Kumar Sangakkara played 134 Tests, 404 ODIs and 56 T20Is from 2000-2015, scoring a total of 28,016 international runs with 63 centuries and 145 half-centuries. As a wicket-keeper, he accounted for 748 batsmen. Sangakkara won the ICC Champions Trophy 2002 and ICC World Twenty20 2014 with Sri Lanka, while he also played in the final of the ICC Cricket World Cup 2007 and 2011.
A Sri Lanka versus Pakistan virtual quarter-final was always likely to be an intriguing encounter with an unpredictable outcome – in the end Pakistan scraped through, thanks to some woeful lapses in the field from Sri Lanka and a really gutsy 61 not out from Sarfraz Ahmed.
It was a fantastic low-scoring game of cricket, full of twists and turns as both teams made plenty of mistakes, but ultimately Sri Lanka made more mistakes and it ultimately cannot claim it deserved a victory.

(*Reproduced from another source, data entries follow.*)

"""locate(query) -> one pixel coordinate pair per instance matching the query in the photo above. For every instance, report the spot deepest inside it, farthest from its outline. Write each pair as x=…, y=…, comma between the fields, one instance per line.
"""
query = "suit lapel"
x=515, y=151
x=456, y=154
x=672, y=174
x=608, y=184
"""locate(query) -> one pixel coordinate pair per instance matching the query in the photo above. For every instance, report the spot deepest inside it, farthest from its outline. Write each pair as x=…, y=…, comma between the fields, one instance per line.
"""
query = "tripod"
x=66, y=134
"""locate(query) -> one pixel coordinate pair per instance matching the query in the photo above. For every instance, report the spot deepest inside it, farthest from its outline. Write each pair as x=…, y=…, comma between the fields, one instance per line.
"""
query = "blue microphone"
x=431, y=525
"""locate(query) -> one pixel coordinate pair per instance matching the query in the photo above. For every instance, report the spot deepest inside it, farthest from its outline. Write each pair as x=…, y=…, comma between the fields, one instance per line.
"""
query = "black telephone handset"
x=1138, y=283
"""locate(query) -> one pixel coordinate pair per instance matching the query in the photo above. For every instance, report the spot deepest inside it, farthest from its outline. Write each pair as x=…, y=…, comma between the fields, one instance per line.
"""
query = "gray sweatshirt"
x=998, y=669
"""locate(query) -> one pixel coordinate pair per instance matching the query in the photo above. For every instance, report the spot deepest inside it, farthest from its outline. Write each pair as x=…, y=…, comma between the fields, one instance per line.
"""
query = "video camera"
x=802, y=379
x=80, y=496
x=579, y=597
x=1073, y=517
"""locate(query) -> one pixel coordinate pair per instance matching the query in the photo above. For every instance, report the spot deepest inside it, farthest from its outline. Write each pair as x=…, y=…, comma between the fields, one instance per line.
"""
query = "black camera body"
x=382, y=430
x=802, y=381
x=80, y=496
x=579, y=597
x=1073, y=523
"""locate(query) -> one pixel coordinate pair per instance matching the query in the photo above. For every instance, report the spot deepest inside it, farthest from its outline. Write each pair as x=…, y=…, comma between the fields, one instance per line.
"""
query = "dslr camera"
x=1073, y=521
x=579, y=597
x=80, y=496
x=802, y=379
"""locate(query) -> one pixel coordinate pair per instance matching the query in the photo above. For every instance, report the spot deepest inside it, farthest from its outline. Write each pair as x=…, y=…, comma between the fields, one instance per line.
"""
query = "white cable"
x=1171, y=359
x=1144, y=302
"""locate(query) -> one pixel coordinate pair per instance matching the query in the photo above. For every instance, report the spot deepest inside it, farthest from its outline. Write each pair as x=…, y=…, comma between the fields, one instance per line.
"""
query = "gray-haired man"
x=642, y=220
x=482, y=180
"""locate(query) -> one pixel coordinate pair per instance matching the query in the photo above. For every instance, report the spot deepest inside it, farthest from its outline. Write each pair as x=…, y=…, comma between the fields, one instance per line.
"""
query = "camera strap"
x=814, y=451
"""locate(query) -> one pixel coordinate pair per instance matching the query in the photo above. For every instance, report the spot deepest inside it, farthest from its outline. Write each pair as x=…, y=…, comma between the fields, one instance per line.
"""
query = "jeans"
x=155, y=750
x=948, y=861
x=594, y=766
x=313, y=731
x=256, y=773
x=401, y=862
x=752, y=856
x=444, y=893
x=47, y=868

At one stage, Pakistan’s triumph appear unlikely after a brilliant spell from Nuwan Pradeep, who has been the most threatening of the Sri Lanka bowlers throughout this tournament.
Bowling with heart and aggression, he dragged Sri Lanka back into a game it looked set to lose with Pakistan 76-0, while chasing a modest 236 all out. It collapsed to 162 for seven and it looked like Sri Lanka would once again rise to the occasion in a major ICC event.
When you are defending small totals, even if playing on a pitch with a little help for the bowlers, you need to take all your chances and Sri Lanka missed far too many opportunities.
Lasith Malinga should have had Azhar Ali out in the first over for a duck. He survived a run-out chance in the next over and went on to score 34, while adding a 76-run opening partnership.
Then later, more crucially, Sarfraz’s victory charge should have ended on 38 when he misread a Malinga slower ball. Thissera Perera dropped the simplest of chances and he’ll be hurting really badly as the team returns home.
Sarfraz gave one final chance two runs later, Seekuge Prasanna dropping a harder tumbling chance in the deep, but then took the game away from an increasingly ragged Sri Lanka.
Earlier, Sri Lanka had started strongly with Niroshan Dickwella and Kusal Mendis combining so effectively at the top of the order, carrying Sri Lanka to 82 for one.
Dickwella was particularly impressive. He is a very organised and skilful player who has a very bright future for Sri Lanka if he continues to develop. The fact that his 73 came from 86 balls with just four boundaries just shows how intelligently he played.
Pakistan created panic with a mid-innings collapse, inspired by the aggressive Hasan Ali. His confidence seemed to be ski-high after his brilliant three for 24 against South Africa and he found a great rhythm.
Angelo Mathews again showed how critical he is to this Sri Lanka batting line-up, rebuilding the innings with Dickwella with some authority. Sri Lanka look a completely different team when they have him in the middle-order.
Angelo’s dismissal prompted a late collapse before Asela Gunaratne once again showed impressive maturity in the lower middle-order. Unfortunately for him, he was handicapped by batting with the tail.
Helped by Suranga Lakmal’s 26, Sri Lanka limped to 236. It could have been worst, but still a par total was 250+ and they looked in trouble.
With better fielding, a problem for a while now, Sri Lanka might well have conjured up a surprise victory for that weak position. Instead, it is left ruing very costly mistakes in very critical moments.
Pakistan will be thrilled with the manner in which it has battled its way into a semi-final berth with England. It was thrashed by India in its first game, but has showed character and fierce spirit to overcome that and win against South Africa and Sri Lanka.
The tournament is left with three Asian teams in the top four, an outcome predicted by few before the tournament begun.